The mid-autumn festival during the autumnal equinox—celebrated in China as the mooncake festival and Native American Day in the U.S.—is a culinary delight in Korea when Chuseok is observed, a harvest feast festival merged with ancestry remembrances. It is also the celebration of “the great middle,” hangawi, indicative of Sinosphere’s yin-yang preference for balance at the center, as reflected in the Hangul’s flag.
Bulgogi, a favored dish associated with beef, steak to Western familiarity, is more than the grilled preparation to Hanguk, for it now includes chicken (dak) and pork (dwaeji). Bulgogi (China’s kaorou) and kimchi (Dong Bei’s labachai) were two of my favorite viands when I first stayed longer than a day in Suwon south of Seoul.
What is now a bedroom community, suburb to the capital city, Suwon was farmland for fruit orchards and vegetables in August ’72, the peach blossom’s aroma wafting over the land along with the scent of cabbage fermentation. History now reveals that the U.S. military and Ferdinand Marcos’ henchmen were in Walker Hill plotting the details of a martial law that was declared on Sept. 21 a month later. McCoy toed U.S. policy that at the time, which favored the leadership of indigenous dictators. (Don’t get me wrong. As an Ilocano, I attest to Manong Ferdie’s dictatorship!)
But history is not our preoccupation in this reflection. It is the taste for bulgogi, kalbi (spare ribs), and kimchi that forever stayed with me. When Hyatt announced the addition of a Korean station in their Tour of Asia Sunday dinner buffet, I counted my pennies to see if I could squeeze my way to the sindoju and dongdongju (rice wines). Austerity has been the tenor of our post-Soudelor finances, so we reluctantly passed up the occasion and drooled from a distance.

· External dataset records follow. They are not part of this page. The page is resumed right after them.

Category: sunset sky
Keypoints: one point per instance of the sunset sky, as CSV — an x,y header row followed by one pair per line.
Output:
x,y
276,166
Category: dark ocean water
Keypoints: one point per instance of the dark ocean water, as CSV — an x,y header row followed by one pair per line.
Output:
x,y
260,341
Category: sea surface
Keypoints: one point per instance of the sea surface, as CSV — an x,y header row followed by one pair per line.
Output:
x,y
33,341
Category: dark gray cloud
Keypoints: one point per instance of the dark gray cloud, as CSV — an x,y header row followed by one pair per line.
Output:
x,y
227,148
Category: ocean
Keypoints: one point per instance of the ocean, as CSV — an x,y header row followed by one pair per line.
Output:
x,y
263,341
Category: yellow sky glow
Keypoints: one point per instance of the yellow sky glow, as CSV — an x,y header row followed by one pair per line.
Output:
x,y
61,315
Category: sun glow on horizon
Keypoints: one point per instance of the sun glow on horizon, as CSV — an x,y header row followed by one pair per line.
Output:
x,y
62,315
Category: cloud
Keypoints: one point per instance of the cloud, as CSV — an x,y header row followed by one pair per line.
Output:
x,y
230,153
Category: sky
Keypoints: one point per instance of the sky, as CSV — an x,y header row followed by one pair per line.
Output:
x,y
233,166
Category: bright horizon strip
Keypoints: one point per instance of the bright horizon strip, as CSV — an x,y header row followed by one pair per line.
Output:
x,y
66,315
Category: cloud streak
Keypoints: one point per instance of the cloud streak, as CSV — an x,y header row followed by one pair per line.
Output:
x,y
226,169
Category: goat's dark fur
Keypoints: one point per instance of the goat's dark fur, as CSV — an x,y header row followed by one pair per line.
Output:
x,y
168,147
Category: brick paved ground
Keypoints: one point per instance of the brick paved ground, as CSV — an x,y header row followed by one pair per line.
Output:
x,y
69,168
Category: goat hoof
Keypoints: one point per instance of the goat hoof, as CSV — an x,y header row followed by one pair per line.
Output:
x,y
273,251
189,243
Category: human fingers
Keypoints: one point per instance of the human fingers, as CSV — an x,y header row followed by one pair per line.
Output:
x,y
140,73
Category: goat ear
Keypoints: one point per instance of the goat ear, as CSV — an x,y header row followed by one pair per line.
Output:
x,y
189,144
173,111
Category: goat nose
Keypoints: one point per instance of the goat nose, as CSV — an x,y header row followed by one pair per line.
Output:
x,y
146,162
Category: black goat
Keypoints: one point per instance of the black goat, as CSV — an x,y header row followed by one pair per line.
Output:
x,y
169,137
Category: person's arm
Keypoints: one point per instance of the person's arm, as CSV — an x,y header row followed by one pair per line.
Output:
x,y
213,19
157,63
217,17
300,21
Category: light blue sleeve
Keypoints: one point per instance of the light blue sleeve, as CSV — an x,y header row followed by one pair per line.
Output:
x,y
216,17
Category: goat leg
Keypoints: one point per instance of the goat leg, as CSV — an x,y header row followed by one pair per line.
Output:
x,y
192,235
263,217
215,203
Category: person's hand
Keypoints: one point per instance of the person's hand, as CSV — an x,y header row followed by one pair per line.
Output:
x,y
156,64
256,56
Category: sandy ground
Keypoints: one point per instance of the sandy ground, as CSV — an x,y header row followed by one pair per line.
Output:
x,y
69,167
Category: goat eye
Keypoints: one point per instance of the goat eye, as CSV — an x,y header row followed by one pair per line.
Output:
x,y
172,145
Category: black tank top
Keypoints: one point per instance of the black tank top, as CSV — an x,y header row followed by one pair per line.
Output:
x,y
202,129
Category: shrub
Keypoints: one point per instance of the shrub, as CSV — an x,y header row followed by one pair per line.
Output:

The state of my finances is not at issue either. Getting to the jesasang (ancestral) table on the charye (tea rites) would have satisfied my Rock-of-Peter curiosity on Buddhist and Confucian traditions, but it was still the taste buds that wanted to be sated.
Saipan should be familiar with the bulgogi and kalbi by now. After all, the traditions of old Goguryo is not foreign to the Marianas as many of the Japanese workers of the sugar field and the soldiers that came to the defense of Saipan during WWII were of Hanguk descent. Now, one can’t go to a mom-and-pop store without running into a proprietor, or a DFS store and hotel staff, without hearing yobo sae yo and khamsa hamnida.
Kim chee (as spelled in Hawaii) has gone international, though Asiana of the Kumho group (Star Alliance) and Korean Air (SkyTeam, aka Korea Air Lines) do not include it in their in-flight offerings. I remember going to a Seoul McDonald’s in ’72 and was offered the Big Mac with kim chi. That is pandering to the indigenous taste buds. But I got used to the taste and the smell. Ms. Kang initiated me to the flavor and I was not one to complain. I relished the breath’s under-the-sheet aroma in olden times!
But the culinary aspect of Chuseok is our concern, though differences in architecture of Sinosphere might be of interest when looking at the shape of pagoda roofs. Nihonggo build eaves straight down with barely a curve, while Hanguk does theirs straight up on a definite curve. Zhongguo does its slant right on the median, which is no surprise since the indigenous name for “China” (Persia’s land of the Qin) is governance from the middle, Zhong Guo!
On the spice side, Japan tends to let cuisine go on its own, allowing the natural ingredient to exude its own flavor with not much assistance from seasonings, while the Korean would be exuberant in their use of pepper, onions and garlic, among other garnishes. The Chinese tend to take the middle way, right down the Han’s alley of the old Chang-an, now Xi’an of Shaanxi, unless one finds himself in the foothills of Sichuan or the Silk Road caravan through Taklimakan (the desert where folks “go in and don’t come out”) heading for Central Asia of the Kazakhs and other -stans!
We keep heading back to geography when we should be savoring the flavor, indulging the palate. Which is what the Chuseok at Hyatt is all about. In an earlier time, I wore my Cheong-san and my lady her Qi pao, to savor another Sinosphere flavorful offering, but those days are gone. Besides, I’d look ridiculous at Kili Cafe wearing a Dopo (with the wide-brim hat) while I escort a lady on her majoba (long jacket) over her Hanbok on top of the jeogori (short jacket). Besides, my Hangul neighbor won’t wear one unless her husband tags along. What is a single guy to do?
So back to bulgogi, kalbi, and kim chi. Watching calories, skip the bulgogi; on the grill, kalbi is Saipan-familiar, consume with caution, but the kim chi, well, it is a garnish, and one treads gingerly through the culinary track, for like Malay durian, it smells like hell but tastes like heaven. Let olfactory and tactile be gustatory. Enjoy.